Hockey Knowledge Tidbit 1: Skate Sharpening
This is the single most frequent reason for my trips. It seems like once every week or two I am standing around with a pair or two of skates dangling from their laces waiting my turn. Yes, as the quality of the skate improves and by default the quality of the steel, sharpening will become less and less frequent. My kids coach swears he only gets his skates done once maybe twice a year. I’m pretty sure he could also put a chef’s knives to shame with the edges he’s working on. These magical pieces of steel were likely forged in the fires of Mordor and are far beyond the skates I’m dealing with at this point.
What seems a simple process can apparently be screwed up beyond all reason without that much trouble. I had my daughter’s skates sharpened at a skate shop I used out of pure convenience since I was already spending countless hours at that rink. Her next practice was a disaster and her coach questioned the skates. Yes, they just got sharpened but something was clearly amiss.
I take them home and go to the skate shop at a fancy private club close to my house (no, I am not a member – I prefer not selling my kidneys) and the guy takes one look at the blade and his face contorted as if I handed him a dead animal. “What happened to these?” The horror wasn’t waning. “I had them sharpened at X shop, but my daughter had a problem with them.” He rolled his eyes so far back into his head I thought he was about to pull an eyeball exorcist move. “Well that explains it.” I got the diatribe that they didn’t know what they were doing, while nice people, sharpening was not their strong point.
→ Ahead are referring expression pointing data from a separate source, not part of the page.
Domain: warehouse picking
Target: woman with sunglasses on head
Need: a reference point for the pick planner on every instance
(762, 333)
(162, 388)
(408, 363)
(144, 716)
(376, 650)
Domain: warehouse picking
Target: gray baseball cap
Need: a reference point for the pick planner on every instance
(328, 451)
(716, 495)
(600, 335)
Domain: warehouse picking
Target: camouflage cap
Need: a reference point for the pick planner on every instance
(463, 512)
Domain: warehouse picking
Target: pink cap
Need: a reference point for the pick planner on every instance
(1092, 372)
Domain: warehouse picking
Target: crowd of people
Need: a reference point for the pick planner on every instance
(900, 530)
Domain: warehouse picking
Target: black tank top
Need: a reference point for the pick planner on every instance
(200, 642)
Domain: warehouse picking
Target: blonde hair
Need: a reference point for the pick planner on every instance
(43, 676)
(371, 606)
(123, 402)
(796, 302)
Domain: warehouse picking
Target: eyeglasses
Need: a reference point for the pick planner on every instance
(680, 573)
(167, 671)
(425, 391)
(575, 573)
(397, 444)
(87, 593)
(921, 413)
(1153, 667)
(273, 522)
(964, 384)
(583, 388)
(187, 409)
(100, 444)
That also explained the coach’s rant to my husband the next day about how badly they messed up the sharpening on his blades and how we shouldn’t go back. That would have been good to know BEFORE this happened. After all, if someone screws up your crazy expensive pieces of steel that are part of your livelihood, you think a standard warning would be a matter of course.
Now we had never had an issue prior to that, but just like a restaurant, one case of food poisoning and you aren’t likely to go back.
“Here, let me show you.” The guy goes into the back and comes back out with something that essentially looked like some renaissance era celestial navigation device and attached it to the bad. “This is suppose to be level…it is not.” In truth it was probably a good 5 to 7 degree slope.
Knowledge point 1 – blade edges are suppose to be level. It never occurred to me that something like that could be an issue. I thought, well if you cut in on one edge more than the other, they won’t be level, but alas I was wrong.
Then I recalled another note the coach gave, “Can you make that a 3/4 cut.” I wasn’t even sure if “cut” was the right word, but he seemed to get my point. Huzzah. “Well this is a solid 1/2 inch, it’s okay, we can fix this mess.” Great, thank you!
I now know that which skate shop you go to, especially for sharpening matters, A LOT.